The Robert Sklar Memorial Scholarship was established in 2011 in honor of Robert Sklar by his wife Adrienne Harris and his family. They were joined by many of Robert's friends, colleagues, and former students who generously honored him by raising funds to help future generations of film historians and preservationists to fulfill their goals.
Robert Sklar was a pioneer in the development of the modern fields of film and media studies, and a beloved teacher, mentor, and colleague in the Department of Cinema Studies. He led countless courses on the history of American Cinema and trained generations of film historians through his caring and disciplined guidance.
The permanent endowed fund began awarding Robert Sklar Memorial Scholarships in 2013 to undergraduate recipients in the Cinema Studies Department and graduate recipients in the Moving Image Archiving & Preservation Program.
For more information about how you can make a fully tax-deductible gift in support of the Robert Sklar Memorial Scholarship, please visit the links below.
Clips from Interview with Robert Sklar for "These Amazing Shadows" (Mariano & Norton,2011)
Robert Sklar began his academic career as a scholar of F. Scott Fitzgerald and his age, earning a Ph.D. in the history of American civilization from Harvard in 1965. It was to our field's good fortune that he subsequently turned to the study of American film and television history, where he brought an historian’s breadth and insight to understanding the social forces that shape the emergence and transformation of media long before “cultural studies” as a field was invented. His seminal work, Movie-Made America: A Cultural History of American Movies (1975), set a standard for historical scholarship in the field that inspires each generation of film scholars anew.
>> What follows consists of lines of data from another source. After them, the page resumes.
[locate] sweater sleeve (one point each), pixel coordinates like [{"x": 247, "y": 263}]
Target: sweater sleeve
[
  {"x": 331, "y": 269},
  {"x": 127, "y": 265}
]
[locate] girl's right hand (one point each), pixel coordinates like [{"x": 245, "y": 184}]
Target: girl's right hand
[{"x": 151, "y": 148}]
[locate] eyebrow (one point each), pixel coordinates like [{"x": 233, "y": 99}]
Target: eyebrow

In the 1960s, Professor Sklar worked as a journalist for the Los Angeles Times and he always sought a broader public for his thinking and writing. He consistently engaged with that broader public not only in the clarity and verve of his scholarship but through his journalism for national newspapers like The New York Times and The Boston Globe, and as film critic for the weekly newspaper Forward and the film magazine Cineaste. He also served on the selection committee of the New York Film Festival and his extensive viewing experience of world cinema was distilled in the popular and prize-winning, book Film: An International History (1993).
Professor Sklar assumed a leading role in the development of the modern fields of Cinema and Media Studies. He was an important advocate for film preservation through his position on the National Film Preservation Board and by helping to establish our Moving Image Archiving and Preservation Program. Throughout his thirty plus years of service to the Department, Professor Sklar was a beloved teacher, mentor, and colleague who led countless courses on the history of American Cinema and trained generations of film historians through his caring and disciplined guidance. Professor Sklar is sorely missed, but he remains with us through our fond memories of his kindness, his dry sense of humor, his wise counsel, and, of course, through his eloquent writings.